Worse, they called it a green measure (for the printing). Last I checked, it was greener to use a high capacity laser printer than have each student using a desktop inkjet printer which creates huge waste. Then again, this is the school that claims StuVi2 could be LEED certified....but they just didn't want to go through the certification process....but trust them, the building is totally up to standard.

Unlike the above, this is true and ridiculously stupid. I don't like BU taking our labs for cost-cutting, but at least that reason is honest and reasonable. Hiding behind the green banner is BS. They probably said that to look better, but it only make them look like liars.
 
Many moons ago there was a plan to erect a signature tower at the BU bridge. As I recall, the idea was to provide BU with an icon and the city with a gateway structure. (I bet someone among us has pictures.) Thought the idea good then. Still do.
 
Many moons ago there was a plan to erect a signature tower at the BU bridge. As I recall, the idea was to provide BU with an icon and the city with a gateway structure. (I bet someone among us has pictures.) Thought the idea good then. Still do.

God, that was ages ago, in the early 80's I believe. It would have been 40 stories tall if I remember correctly and built on the site of the old Sargent building. That was back in the Dark Ages BI (before internet).

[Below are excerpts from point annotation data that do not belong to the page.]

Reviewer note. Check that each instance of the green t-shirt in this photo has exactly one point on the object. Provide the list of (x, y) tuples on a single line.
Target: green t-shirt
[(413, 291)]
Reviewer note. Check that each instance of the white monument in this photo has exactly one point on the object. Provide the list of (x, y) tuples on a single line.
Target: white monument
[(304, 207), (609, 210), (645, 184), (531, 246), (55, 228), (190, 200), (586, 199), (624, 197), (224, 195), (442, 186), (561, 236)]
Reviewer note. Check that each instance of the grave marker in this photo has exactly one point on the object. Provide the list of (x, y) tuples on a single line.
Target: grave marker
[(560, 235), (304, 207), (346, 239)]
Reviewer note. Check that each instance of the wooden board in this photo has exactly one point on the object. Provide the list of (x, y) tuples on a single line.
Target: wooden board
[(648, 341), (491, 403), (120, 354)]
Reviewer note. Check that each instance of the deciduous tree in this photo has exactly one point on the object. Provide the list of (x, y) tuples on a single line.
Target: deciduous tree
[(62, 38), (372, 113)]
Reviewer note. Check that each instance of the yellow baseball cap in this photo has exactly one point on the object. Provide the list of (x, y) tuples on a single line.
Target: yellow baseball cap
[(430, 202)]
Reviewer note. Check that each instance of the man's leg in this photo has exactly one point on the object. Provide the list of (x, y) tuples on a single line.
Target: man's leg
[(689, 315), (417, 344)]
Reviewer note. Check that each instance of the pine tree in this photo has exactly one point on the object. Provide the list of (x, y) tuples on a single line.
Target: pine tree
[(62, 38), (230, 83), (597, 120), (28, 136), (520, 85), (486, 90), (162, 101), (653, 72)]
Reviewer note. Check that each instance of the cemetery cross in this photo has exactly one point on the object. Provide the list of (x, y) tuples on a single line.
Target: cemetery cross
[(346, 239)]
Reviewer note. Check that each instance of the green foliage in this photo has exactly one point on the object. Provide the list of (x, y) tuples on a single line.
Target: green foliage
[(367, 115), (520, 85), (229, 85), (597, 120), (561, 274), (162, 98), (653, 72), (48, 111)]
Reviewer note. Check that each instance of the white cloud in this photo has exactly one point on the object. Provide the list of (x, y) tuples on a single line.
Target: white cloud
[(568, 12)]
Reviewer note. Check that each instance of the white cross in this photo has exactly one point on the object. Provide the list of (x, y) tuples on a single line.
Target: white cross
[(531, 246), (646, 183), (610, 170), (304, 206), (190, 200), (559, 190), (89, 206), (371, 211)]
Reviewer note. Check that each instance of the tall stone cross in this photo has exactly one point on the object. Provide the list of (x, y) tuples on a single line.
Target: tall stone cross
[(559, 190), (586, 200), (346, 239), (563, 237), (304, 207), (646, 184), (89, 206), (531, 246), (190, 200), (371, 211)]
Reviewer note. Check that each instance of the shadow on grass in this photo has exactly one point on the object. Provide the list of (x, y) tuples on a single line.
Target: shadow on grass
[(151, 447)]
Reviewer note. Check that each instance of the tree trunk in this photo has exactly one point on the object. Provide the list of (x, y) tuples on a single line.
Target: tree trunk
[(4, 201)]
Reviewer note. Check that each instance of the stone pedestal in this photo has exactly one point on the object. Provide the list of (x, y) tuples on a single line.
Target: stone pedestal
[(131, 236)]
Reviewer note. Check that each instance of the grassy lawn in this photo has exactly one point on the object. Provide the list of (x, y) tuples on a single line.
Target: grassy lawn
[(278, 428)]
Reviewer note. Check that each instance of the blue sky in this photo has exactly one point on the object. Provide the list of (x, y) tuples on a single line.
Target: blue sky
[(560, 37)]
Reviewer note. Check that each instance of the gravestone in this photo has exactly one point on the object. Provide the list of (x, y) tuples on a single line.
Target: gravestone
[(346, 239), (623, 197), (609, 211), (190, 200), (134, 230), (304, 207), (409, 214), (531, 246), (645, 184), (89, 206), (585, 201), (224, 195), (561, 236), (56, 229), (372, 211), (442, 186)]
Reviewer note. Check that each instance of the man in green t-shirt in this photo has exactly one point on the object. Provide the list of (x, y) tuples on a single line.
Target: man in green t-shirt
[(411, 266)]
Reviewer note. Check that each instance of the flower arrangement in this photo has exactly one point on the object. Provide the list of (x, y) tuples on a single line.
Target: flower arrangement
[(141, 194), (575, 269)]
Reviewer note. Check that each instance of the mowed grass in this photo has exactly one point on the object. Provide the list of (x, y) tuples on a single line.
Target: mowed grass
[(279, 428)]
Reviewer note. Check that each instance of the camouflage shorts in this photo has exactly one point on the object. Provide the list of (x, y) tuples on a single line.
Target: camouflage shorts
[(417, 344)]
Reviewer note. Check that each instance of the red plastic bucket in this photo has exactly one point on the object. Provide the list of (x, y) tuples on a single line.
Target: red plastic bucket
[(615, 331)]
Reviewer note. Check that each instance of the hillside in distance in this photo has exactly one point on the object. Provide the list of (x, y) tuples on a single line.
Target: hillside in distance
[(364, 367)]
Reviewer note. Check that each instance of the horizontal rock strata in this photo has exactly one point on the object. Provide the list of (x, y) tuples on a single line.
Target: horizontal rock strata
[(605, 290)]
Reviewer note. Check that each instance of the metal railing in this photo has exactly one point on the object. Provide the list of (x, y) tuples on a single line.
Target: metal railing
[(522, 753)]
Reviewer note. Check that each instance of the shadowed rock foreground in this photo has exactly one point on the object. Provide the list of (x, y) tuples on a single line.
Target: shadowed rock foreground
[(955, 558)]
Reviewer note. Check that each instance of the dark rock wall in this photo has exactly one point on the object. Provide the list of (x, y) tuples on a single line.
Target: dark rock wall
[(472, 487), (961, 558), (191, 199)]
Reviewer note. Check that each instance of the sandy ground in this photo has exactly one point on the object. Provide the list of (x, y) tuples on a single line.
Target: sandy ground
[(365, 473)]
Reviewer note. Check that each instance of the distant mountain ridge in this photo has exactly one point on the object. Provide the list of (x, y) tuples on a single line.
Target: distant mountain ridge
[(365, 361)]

I may have a pic/drawing in an old alumni magazine. If I find it, I will scan it and post here.
 
^The new master plan calls for a tower at the BU Bridge, but over the pike air rights.
 
Re: the Kenmore building

"This building sit in our real estate portfolio as a commercial building and we have no plans for ever converting it to an academic facility. There are no plans for either renovation or replacement. We really believe that Kenmore Square should be focused on commercial and retail uses."
 
We really believe that Kenmore Square should be focused on commercial and retail uses.

Of which, 90% of the building currently serves neither.